A shipper’s work day can last until 11:00 pm
Delivery men on motorbikes, known locally as “shippers,” are becoming more common in Vietnam.
Countless “shippers” snake their way through Ho Chi Minh City’s traffic every day to deliver goods to eagerly awaiting customers.
But as with most jobs, the delivery business is not a walk in the park.
At the end of his sophomore year, Phan Van Dao’s parents bought him a motorbike.
That was three years ago. Since then, Dao has spent his days receiving orders via cellphone and transferring goods to customers.
Every now and then, Dao’s work day stretches to 11:00 pm as he battles traffic and picks up late orders.

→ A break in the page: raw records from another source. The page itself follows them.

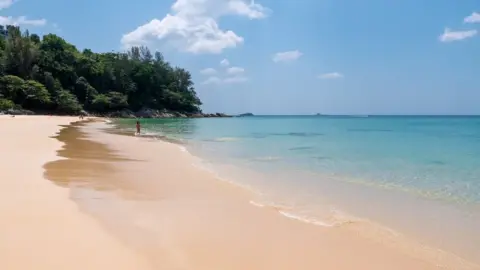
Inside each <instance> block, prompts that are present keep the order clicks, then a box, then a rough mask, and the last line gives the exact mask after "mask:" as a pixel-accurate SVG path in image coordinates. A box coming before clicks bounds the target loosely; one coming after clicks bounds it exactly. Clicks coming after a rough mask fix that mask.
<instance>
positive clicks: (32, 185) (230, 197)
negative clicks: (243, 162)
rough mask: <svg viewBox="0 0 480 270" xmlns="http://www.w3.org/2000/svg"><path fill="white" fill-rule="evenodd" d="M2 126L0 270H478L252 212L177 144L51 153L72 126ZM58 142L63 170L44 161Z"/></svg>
mask: <svg viewBox="0 0 480 270" xmlns="http://www.w3.org/2000/svg"><path fill="white" fill-rule="evenodd" d="M0 119H1V120H0V124H1V125H2V127H8V130H7V131H6V132H4V134H2V140H1V149H2V151H5V153H8V154H7V155H2V163H1V164H2V165H0V166H2V170H1V174H0V175H1V177H0V185H1V186H0V192H2V196H0V200H2V202H1V203H0V213H1V219H0V220H1V223H0V231H1V232H2V235H4V236H2V238H1V239H0V269H100V268H102V269H144V268H146V264H145V261H144V260H142V258H146V260H147V261H148V263H149V264H150V265H151V266H152V268H153V269H192V270H193V269H195V270H216V269H218V270H225V269H229V270H236V269H238V270H246V269H248V270H270V269H272V270H274V269H275V270H296V269H302V270H309V269H312V270H318V269H339V270H343V269H369V270H370V269H378V270H385V269H399V270H400V269H401V270H404V269H478V267H477V266H476V265H473V264H470V263H467V262H465V261H463V260H461V259H459V258H457V257H455V256H451V255H449V254H445V253H442V252H435V251H434V250H433V251H432V250H430V249H428V250H427V249H425V248H424V247H421V246H414V245H407V244H399V242H398V241H391V239H390V238H391V237H390V236H388V237H381V235H380V236H379V234H376V233H372V234H369V235H370V236H371V237H365V235H364V234H361V233H360V231H362V232H365V230H359V229H358V225H355V224H354V225H352V226H350V225H346V226H344V227H337V228H329V227H321V226H316V225H312V224H307V223H303V222H299V221H297V220H293V219H289V218H286V217H284V216H282V215H280V214H279V213H278V211H277V209H271V208H260V207H255V206H253V205H251V204H250V203H249V202H250V200H251V199H252V198H253V195H252V193H251V192H249V191H247V190H244V189H242V188H239V187H237V186H234V185H232V184H230V183H227V182H222V181H219V179H217V178H216V177H215V175H213V174H212V173H210V172H207V171H205V170H202V169H200V168H198V167H195V166H193V165H192V163H194V162H195V161H196V160H195V158H194V157H192V156H191V155H190V154H189V153H188V152H186V151H182V150H181V148H180V147H179V146H178V145H175V144H171V143H167V142H162V141H152V140H149V139H144V138H137V137H129V136H121V135H113V134H108V133H106V132H102V131H100V130H99V128H102V127H104V125H103V124H101V123H99V124H97V123H95V124H88V125H80V126H71V127H70V128H67V129H64V130H62V132H61V133H60V135H59V136H58V137H57V139H58V140H59V141H55V140H53V139H49V138H48V136H49V135H51V134H53V133H55V131H56V130H58V127H57V126H56V125H58V124H62V123H63V124H65V123H68V122H69V121H72V119H68V118H55V119H48V118H33V117H32V118H25V119H20V118H16V119H6V118H5V119H4V118H0ZM5 133H6V134H5ZM60 142H65V143H66V145H64V146H63V148H62V150H60V151H58V154H59V155H60V156H61V157H62V158H63V159H62V160H57V161H52V160H55V153H54V151H55V150H56V149H58V148H59V147H60V146H61V143H60ZM48 161H51V162H48ZM45 162H48V163H47V164H46V165H45V166H44V168H45V170H46V172H45V177H46V178H47V179H49V180H50V181H52V182H49V181H48V180H46V179H43V177H42V173H43V169H42V164H43V163H45ZM52 183H54V184H56V185H57V186H55V185H53V184H52ZM69 192H70V193H71V194H73V195H72V196H71V199H72V200H73V201H74V202H76V203H77V206H78V207H79V209H81V211H82V212H80V211H79V210H78V208H77V207H76V206H75V204H74V203H73V201H70V200H69ZM5 213H6V214H5ZM84 213H88V214H90V215H91V216H92V217H95V219H96V221H97V222H98V223H96V222H95V221H94V220H92V219H91V218H89V216H86V215H85V214H84ZM99 225H100V226H101V227H99ZM356 226H357V227H356ZM106 232H108V233H106ZM111 235H113V236H114V237H112V236H111ZM366 235H368V234H366ZM402 243H404V242H402ZM126 246H127V247H128V248H126ZM138 254H140V255H141V257H139V256H138ZM42 267H43V268H42Z"/></svg>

Though his work hours are spent driving through dusty streets on hot, sunny days and battling floods in the rain, the flexibility is just one of the reasons Dao has stuck with shipping.

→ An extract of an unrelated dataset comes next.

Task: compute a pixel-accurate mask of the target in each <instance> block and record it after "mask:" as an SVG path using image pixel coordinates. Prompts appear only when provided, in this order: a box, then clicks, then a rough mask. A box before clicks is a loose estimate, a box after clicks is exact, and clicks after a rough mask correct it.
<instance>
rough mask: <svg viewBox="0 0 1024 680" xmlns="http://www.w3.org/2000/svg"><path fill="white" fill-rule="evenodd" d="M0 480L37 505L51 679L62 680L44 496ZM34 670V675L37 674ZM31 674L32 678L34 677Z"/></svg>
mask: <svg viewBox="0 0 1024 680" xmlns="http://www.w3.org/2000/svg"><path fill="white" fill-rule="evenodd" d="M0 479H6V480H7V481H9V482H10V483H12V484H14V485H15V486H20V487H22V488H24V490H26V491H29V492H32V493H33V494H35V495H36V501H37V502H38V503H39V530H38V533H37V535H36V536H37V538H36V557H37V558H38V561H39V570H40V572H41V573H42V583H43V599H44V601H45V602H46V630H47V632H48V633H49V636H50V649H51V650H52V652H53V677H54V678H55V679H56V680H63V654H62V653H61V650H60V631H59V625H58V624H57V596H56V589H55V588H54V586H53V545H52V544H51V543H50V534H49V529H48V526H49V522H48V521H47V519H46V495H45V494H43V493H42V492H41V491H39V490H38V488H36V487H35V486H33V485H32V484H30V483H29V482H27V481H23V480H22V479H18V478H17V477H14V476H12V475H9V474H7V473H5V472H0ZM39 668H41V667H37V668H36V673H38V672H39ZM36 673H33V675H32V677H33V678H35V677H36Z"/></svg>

Nguyen Hoang Hai is also a keen shipper.
“We make up to ten deliveries every day so we need to be constantly picking up and delivering goods until late at night. Sometimes we even have to leave unfinished meals to pick up delivery orders from customers. After driving around the city for a whole day, our faces are covered with dust. At least we can wash our faces. I can’t even imagine what is going to happen to our lungs,” Hai joked about his experience.
Like any other job, shipping is not always smooth sailing.

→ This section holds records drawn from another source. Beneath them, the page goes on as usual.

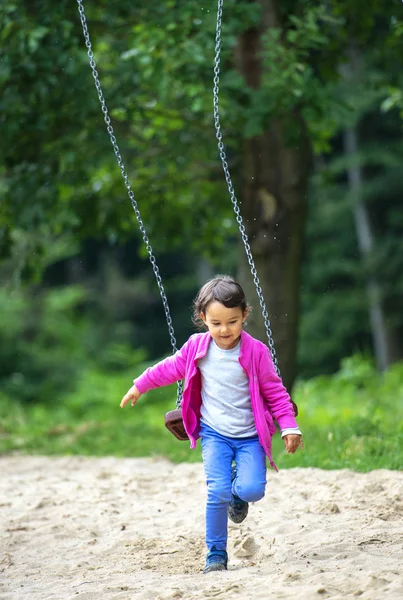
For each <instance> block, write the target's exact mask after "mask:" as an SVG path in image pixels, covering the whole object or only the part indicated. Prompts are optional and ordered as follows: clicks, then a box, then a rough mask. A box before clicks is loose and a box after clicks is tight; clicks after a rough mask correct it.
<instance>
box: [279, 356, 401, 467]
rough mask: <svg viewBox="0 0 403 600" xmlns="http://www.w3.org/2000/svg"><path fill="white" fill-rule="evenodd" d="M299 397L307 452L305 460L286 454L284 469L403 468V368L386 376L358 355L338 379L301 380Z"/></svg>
mask: <svg viewBox="0 0 403 600" xmlns="http://www.w3.org/2000/svg"><path fill="white" fill-rule="evenodd" d="M294 397H295V399H296V401H297V403H298V406H299V407H300V409H301V415H300V417H299V419H298V422H299V424H300V427H301V428H302V430H303V432H304V440H305V445H306V450H305V452H304V453H303V454H302V455H300V456H297V455H295V456H293V457H288V456H287V457H285V456H282V457H281V458H280V460H279V461H278V463H279V466H285V464H287V466H308V465H309V466H317V467H320V468H325V469H334V468H350V469H353V470H357V471H369V470H372V469H380V468H387V469H401V467H402V464H403V456H402V450H403V426H402V424H403V365H402V364H396V365H394V366H392V367H390V369H389V370H388V371H387V372H386V373H385V374H384V375H383V376H382V375H379V374H378V373H377V372H376V369H375V367H374V365H373V362H372V361H371V360H369V359H367V358H364V357H361V356H358V355H357V356H355V357H352V358H349V359H345V360H344V361H343V363H342V367H341V369H340V371H339V372H338V373H336V374H335V375H334V376H321V377H317V378H313V379H312V380H309V381H306V382H300V383H299V384H297V386H296V389H295V393H294ZM277 448H278V446H277Z"/></svg>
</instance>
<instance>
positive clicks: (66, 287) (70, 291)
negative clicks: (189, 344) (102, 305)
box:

At times, Dao is in such a rush to deliver packages that he runs a red light and is stopped by the police, turning a VND15,000 (US$0.7) payday into a VND300,000 ($13) fine and complaints from angry customers about a lack of punctuality.
But racing against the clock is normal for a delivery driver. Certain parcels need to be delivered within two hours – barely enough time for the shipper to get to the warehouse, pick up the parcel, and make it to the customer.
Beating other shippers to accepting is another added stress of the job. A driver who takes his eyes off the app for just a few moments may miss the chance for a lucrative payday.
The riskiest part of the job, however, is delivering food.
Being in a hurry has led to several situations in which Dao let the food become too messy for the customer to accept the delivery. In those cases, he is forced to eat the food himself to keep it from going to waste.
Another challenge these delivery men face is traffic jams.
“Traffic jams are the scariest,” Dao says.
“I usually calculate just enough time [for the parcel to be delivered], but when I see a traffic jam I know I am in trouble. It is alright when the customers are easy-going, but some demanding customers refuse to pay for the goods and the delivery service. Even if they do, I am still marked in the system as ‘late.’ I receive a penalty if that occurs too often.”
On the other hand, being a shipper does have its perks.
“Working as a delivery man, I do not have to wait until the end of the month to be paid because I’m paid directly after delivering the goods. It is a really good feeling to have the money in my hands, but there are times I have to pay the price,” Dao says.
According to Hai, a hard worker can make a considerable monthly income in the shipping business. On the flip side, bigger paydays come with bigger competition.
“I didn’t accept delivery orders made late in the night or ones with low shipping fees and bigger deposits. However, these days I pick them all or else other shippers might take the offer. There are even freelance shippers who agree to lower prices,” Hai said about his job.